Le centre d’hébergement de Bathurst à dû s’adapter à la nouvelle réalité amenée par la COVID-19. La plupart des effectifs travaillent désormais de la maison. Malgré tout, l’équipe s’assure de continuer à fournir le support nécessaire à leurs clients qui évoluent déjà dans un contexte stressant.

« C’est sûr et certain qu’on se prépare autant que possible pour n’importe quels scénarios. Donc on essaye vraiment de se concentrer plus sur ce qui est positif, ce qui marche et d’adapter ce qu’on a besoin au fur et à mesure que ça vient, et vraiment prendre ça un jour à la fois. », témoigne la directrice du centre d’hébergement, Mélanie Frigault.

Les heures d’activités n’ont pas été réduites, par contre la capacité maximale d’hébergement est désormais limitée à huit personnes. Un plan de secours a toutefois été mis sur pied en partenariat avec un autre organisme de la région.

« Il nous ont assuré un logement d’isolement si jamais on en ressent le besoin. Donc si on a un client présent ou quelqu’un qui veut venir au centre d’hébergement qui présente possiblement des symptômes, on est préparé avec un logement pour pouvoir isoler ces gens-là. », ajoute-t-elle.

Si l’isolement social peut sauver des vies, dans un contexte de violence, la situation peut rapidement dégénérer. L’Accueil Sainte-Famille, n’a pas relevé une hausse dans ces demandes d’admissions depuis le début de la crise. Cette stabilité cacherait toutefois un problème beaucoup plus grave. Nadia Losier, directrice de l’organisme, nous explique qu’en étant jamais seule, il devient malheureusement difficile pour les victimes de contacter les ressources d’aide.

« Elles ne sont jamais seules et il n’y a personne qui travaille, donc elles n’ont pas accès à appeler, elles ne sont jamais toutes seules.

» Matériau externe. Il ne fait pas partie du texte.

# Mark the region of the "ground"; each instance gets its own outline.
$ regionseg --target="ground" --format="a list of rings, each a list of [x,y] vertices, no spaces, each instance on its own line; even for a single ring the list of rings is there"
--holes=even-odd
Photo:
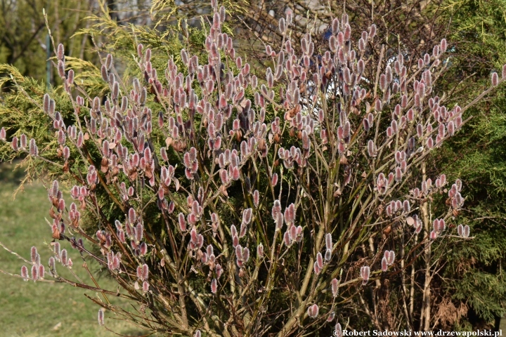
[[[28,259],[30,248],[36,246],[41,260],[47,265],[51,251],[45,244],[52,239],[51,228],[44,220],[44,218],[50,219],[47,192],[42,184],[37,182],[26,185],[25,190],[13,199],[13,192],[22,174],[19,171],[13,173],[13,168],[12,164],[0,164],[0,242]],[[76,274],[89,282],[77,251],[68,243],[63,244],[62,248],[69,251]],[[0,270],[19,275],[23,264],[26,265],[0,248]],[[91,270],[98,268],[97,264],[90,265]],[[70,273],[63,273],[66,270],[60,265],[57,264],[56,268],[67,278],[72,277]],[[105,277],[98,282],[102,287],[116,289],[115,283]],[[98,325],[99,307],[84,295],[86,293],[98,297],[96,293],[67,284],[24,282],[3,274],[0,274],[0,284],[1,337],[115,336]],[[113,303],[117,303],[117,298],[111,299]],[[141,336],[135,327],[115,320],[114,317],[114,314],[105,313],[106,324],[110,329],[124,335]]]

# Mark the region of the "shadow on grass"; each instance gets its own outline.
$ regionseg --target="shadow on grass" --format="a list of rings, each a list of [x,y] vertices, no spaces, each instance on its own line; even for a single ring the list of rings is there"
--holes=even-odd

On a même eu des appels où le temps où l’agresseur était à l’extérieur, elle a essayé d’appeler et elle a dû raccrocher rapidement donc on a eu des situations assez inquiétantes. »

Le centre s’attend à une hausse marquée de la demande lorsque la situation sera revenue à la normale. La directrice  rappelle que si les manières de procéder ont dû être modifiées, tous les services d’aide sont toujours offerts.

« Il y a de l’aide pour les victimes, il y a de l’aide pour les agresseurs, des gens qui pourraient sentir que leur sentiment augmente et qui voudraient consulter au lieu de réagir d’une façon violente. On a de l’aide donc de tous les côtés, c’est important de le mentionner. », conclu Mme Losier.

Si vous avez des doutes quant à la situation d’un de vos proches, il ne faut pas hésiter à appeler pour demander de l’aide.